Her disposable camera. So what should he do? Develop the film? Or forget about her? He develops the film. Of course he does. And he looks at her photos. And that’s when he spots something very unusual indeed…

That’s the official synopsis, lifted from Danny’s website. But it’s really more about the characters than the plot. Well, the plot is clever and funny….but as you turn the 400 pages you live and enjoy, sometimes suffer, the characters’ lives with them long before the clever, funny plot resolves itself.

The narrator and central character is Jason Priestley. No, not the Beverley Hills 90210 Jason Priestley, as Danny’s Jason frequently has to explain.

He’s been a knob. He has a shot at redemption, but blows it. Several times. He gives up hope. He redeems himself just in time. He regains hope.

But wow, the story is weaved brilliantly around that over simplified summary of Jason’s character using some original plot development techniques and a motley crew of friends and passing acquaintances.

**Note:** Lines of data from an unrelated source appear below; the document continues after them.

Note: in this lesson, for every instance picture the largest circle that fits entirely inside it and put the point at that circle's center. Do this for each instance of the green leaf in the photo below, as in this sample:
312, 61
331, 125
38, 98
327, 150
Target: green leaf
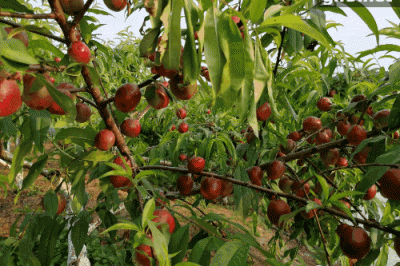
79, 231
383, 47
120, 226
48, 240
394, 117
333, 9
149, 42
231, 253
325, 187
15, 50
394, 73
214, 57
46, 45
296, 23
18, 159
172, 28
15, 5
179, 243
201, 252
256, 9
366, 16
191, 62
295, 40
148, 212
35, 171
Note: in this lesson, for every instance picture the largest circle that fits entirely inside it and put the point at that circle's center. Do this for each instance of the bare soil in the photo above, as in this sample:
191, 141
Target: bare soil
29, 200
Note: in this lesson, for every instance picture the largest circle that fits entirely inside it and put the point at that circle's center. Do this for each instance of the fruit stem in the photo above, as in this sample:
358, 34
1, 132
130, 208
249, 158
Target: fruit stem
51, 36
28, 16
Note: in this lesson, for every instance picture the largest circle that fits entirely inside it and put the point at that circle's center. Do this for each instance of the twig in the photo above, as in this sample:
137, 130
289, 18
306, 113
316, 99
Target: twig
279, 51
16, 25
27, 16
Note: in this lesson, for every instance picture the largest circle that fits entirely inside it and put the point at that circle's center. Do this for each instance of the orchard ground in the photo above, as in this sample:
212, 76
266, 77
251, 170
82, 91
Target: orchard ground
30, 198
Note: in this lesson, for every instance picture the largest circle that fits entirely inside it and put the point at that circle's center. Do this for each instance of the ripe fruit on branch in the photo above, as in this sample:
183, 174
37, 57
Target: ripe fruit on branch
370, 193
356, 134
182, 157
121, 181
275, 170
390, 184
276, 209
211, 188
141, 258
79, 52
127, 97
56, 109
156, 96
83, 112
285, 184
10, 97
151, 6
22, 36
361, 157
342, 162
131, 128
330, 157
396, 246
72, 7
288, 147
180, 90
310, 214
227, 188
312, 124
104, 140
183, 127
295, 136
355, 243
184, 184
181, 113
255, 174
324, 104
331, 93
381, 119
115, 5
62, 202
38, 100
205, 73
196, 165
322, 137
343, 127
300, 186
263, 112
358, 98
164, 217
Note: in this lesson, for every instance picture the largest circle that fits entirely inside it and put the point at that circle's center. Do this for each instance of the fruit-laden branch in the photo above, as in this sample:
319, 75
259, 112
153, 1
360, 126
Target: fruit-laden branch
272, 192
43, 68
88, 101
61, 20
78, 17
27, 16
141, 85
334, 144
51, 36
6, 156
279, 52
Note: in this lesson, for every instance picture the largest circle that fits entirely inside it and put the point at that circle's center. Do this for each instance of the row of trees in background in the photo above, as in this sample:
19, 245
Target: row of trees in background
298, 149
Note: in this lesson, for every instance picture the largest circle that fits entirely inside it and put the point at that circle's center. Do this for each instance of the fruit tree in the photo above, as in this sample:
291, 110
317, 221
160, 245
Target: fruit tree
249, 103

I get the feeling Danny is clever and funny. One of his writing techniques is clever and funny repetition…like always mentioning that Jason lives with his best mate Dev on the Caledonian Road, above a videogame shop between a Polish newsagents and that place that everyone thought was a brothel, but wasn’t.

But it’s a heartwarming, emotional, witty, sad, insightful novel that I know you’ll enjoy too.

And yes, it’s also very clever and very funny.